La France poursuivra les réformes...

Le dernier volet de son intervention, consacré à la France, a moins captivé et sans doute moins convaincu l'assistance, dubitative quand le président a assuré que l'annonce du spectaculaire assouplissement quantitatif de la Banque centrale européenne ne servira pas de prétexte à renoncer aux réformes.

"Les décisions de la BCE ne doivent pas nous conduire à différer l'assainissement de nos comptes et les réformes structurelles", a souligné le chef de l'État, en réponse aux inquiétudes de la presse allemande notamment furieuse contre Mario Draghi.

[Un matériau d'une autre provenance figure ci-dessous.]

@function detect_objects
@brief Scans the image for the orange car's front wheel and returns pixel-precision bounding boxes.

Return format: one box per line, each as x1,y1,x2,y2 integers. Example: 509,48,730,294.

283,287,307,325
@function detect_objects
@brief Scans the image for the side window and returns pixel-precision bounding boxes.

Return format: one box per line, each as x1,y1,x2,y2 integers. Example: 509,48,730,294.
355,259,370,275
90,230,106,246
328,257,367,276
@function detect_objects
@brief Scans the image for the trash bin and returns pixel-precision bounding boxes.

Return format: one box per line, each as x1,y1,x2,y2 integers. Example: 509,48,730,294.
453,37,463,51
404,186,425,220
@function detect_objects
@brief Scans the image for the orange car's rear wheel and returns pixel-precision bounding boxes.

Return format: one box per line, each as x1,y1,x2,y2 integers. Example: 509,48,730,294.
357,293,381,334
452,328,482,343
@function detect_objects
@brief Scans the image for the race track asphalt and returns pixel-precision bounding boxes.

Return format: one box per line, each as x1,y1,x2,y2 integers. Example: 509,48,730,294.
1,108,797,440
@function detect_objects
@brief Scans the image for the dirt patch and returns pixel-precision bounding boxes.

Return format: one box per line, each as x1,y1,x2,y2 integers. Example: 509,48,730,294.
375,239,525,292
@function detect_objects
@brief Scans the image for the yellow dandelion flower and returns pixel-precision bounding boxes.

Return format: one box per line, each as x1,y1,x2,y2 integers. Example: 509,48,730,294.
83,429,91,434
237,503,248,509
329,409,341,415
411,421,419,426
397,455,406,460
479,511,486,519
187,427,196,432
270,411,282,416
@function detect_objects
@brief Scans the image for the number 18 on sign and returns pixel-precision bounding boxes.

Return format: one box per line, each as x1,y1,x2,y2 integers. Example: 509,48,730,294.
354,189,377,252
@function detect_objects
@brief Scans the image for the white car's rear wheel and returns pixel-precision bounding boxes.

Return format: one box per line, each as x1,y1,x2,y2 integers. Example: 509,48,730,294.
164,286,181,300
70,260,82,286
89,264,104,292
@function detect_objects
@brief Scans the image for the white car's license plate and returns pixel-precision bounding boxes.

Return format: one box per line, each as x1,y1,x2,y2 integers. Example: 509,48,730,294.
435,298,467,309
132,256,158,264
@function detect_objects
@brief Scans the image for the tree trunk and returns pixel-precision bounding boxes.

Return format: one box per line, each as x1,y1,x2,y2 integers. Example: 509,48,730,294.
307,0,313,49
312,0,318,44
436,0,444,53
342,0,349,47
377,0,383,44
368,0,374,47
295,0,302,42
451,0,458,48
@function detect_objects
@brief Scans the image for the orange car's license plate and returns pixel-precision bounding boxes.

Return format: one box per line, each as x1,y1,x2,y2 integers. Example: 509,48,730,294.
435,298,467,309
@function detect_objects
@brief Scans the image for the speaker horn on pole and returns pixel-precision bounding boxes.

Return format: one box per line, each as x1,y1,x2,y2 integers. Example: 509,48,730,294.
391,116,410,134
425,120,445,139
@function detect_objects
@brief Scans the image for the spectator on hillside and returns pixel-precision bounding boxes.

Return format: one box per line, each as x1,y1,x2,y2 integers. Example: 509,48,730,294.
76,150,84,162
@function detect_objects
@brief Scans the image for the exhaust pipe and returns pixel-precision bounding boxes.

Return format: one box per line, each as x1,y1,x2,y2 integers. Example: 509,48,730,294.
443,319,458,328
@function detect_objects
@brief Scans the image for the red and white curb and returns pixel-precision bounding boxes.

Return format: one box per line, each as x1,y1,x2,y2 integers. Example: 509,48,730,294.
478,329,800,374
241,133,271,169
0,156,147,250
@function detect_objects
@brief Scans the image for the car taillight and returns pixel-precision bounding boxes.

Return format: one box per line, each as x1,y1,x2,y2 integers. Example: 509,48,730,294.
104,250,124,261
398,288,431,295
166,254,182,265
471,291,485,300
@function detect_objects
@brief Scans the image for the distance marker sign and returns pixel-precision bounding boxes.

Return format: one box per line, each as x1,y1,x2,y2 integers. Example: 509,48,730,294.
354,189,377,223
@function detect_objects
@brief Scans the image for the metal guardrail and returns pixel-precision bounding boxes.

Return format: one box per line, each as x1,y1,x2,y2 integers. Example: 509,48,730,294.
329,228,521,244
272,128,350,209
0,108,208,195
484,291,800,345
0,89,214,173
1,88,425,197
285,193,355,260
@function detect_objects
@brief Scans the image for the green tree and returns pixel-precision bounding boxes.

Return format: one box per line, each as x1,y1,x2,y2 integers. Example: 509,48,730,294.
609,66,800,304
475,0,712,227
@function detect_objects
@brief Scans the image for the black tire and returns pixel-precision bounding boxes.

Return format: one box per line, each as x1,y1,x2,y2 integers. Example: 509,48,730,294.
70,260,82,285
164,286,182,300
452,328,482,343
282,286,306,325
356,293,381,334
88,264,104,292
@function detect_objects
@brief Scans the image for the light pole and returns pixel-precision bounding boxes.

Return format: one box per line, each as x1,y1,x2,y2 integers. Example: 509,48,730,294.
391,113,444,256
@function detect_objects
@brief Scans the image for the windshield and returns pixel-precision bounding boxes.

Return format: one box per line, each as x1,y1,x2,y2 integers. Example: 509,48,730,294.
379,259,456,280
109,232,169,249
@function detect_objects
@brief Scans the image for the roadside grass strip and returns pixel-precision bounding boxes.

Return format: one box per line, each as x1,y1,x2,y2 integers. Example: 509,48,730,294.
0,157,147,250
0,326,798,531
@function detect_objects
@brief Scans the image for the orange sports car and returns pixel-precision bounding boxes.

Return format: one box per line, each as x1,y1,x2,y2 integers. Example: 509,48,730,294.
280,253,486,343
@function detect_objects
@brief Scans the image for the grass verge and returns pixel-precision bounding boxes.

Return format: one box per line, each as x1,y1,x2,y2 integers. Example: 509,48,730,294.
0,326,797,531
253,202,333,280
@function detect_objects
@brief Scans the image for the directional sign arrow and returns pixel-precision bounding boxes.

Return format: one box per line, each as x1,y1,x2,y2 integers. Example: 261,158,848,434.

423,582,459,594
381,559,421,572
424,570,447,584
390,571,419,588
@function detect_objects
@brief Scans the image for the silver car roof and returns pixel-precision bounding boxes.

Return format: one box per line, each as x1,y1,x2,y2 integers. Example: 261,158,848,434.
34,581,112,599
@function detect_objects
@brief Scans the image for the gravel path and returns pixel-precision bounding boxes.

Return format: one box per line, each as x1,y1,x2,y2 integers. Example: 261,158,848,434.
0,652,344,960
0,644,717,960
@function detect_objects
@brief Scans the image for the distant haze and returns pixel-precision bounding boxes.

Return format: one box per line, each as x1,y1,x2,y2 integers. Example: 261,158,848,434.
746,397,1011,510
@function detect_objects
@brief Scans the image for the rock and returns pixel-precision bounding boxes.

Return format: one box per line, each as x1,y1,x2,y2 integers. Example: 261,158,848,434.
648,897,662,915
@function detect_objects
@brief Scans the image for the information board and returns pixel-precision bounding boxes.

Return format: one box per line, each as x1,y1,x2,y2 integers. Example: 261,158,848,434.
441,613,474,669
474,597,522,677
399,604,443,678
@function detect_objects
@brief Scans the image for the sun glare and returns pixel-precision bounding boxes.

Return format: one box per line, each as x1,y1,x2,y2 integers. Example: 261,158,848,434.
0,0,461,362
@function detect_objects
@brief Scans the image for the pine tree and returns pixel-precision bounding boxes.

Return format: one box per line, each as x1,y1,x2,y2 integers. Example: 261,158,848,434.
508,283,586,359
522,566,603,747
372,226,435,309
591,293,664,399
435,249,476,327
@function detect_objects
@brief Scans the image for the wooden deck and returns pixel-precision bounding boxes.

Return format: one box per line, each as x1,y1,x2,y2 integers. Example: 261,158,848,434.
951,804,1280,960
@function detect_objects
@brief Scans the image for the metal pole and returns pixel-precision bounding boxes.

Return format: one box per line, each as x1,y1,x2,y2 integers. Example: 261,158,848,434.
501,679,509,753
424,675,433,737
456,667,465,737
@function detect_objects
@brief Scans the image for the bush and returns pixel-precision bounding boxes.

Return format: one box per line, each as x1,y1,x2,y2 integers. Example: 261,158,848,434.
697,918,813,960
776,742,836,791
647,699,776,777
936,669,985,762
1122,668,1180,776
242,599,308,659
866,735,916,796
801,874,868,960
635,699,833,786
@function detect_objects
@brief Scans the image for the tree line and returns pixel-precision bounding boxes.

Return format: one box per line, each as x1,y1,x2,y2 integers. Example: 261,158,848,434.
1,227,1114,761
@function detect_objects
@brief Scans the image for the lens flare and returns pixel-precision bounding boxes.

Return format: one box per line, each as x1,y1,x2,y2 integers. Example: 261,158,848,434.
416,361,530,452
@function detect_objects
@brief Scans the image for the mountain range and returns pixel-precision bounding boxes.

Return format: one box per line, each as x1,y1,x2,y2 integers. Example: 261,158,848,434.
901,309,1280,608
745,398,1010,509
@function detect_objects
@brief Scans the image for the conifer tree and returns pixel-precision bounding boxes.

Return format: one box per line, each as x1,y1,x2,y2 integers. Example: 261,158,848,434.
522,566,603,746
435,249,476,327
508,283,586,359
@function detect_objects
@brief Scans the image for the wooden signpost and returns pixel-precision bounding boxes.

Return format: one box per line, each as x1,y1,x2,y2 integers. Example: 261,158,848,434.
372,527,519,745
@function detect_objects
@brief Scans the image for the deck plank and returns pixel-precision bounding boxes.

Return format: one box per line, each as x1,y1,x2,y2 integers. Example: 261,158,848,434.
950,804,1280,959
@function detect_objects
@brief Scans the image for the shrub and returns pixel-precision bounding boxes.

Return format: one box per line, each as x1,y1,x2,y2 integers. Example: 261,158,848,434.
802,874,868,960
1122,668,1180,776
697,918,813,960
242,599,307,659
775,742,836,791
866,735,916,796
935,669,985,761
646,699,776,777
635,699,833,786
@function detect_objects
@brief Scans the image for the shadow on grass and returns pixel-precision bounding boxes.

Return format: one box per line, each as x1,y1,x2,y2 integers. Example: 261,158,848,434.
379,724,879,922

"La France est consciente de ses handicap", a reconnu François Hollande, tout en faisant, ce qui était sans doute inutile, un rappel détaillé des mesures de son quinquennat, du pacte de responsabilité à la loi Macron qui réforme "le marché du travail".

Le président, qui s'est même félicité de mesures qui ne sont pas de son fait, mais de ses prédécesseurs (crédit impôt recherche, régime fiscal des impatriés) a fini son long monologue sur des propos pro domo, assénant par exemple que la France "est la première nation dans le classement mondial des start-up", s'attirant une foule de quolibets sur twitter de la part des représentants de la Silicon Valley présents, à l'exemple de Loïc Le Meur qui s'est interrogé sur la source de ce classement mystérieux.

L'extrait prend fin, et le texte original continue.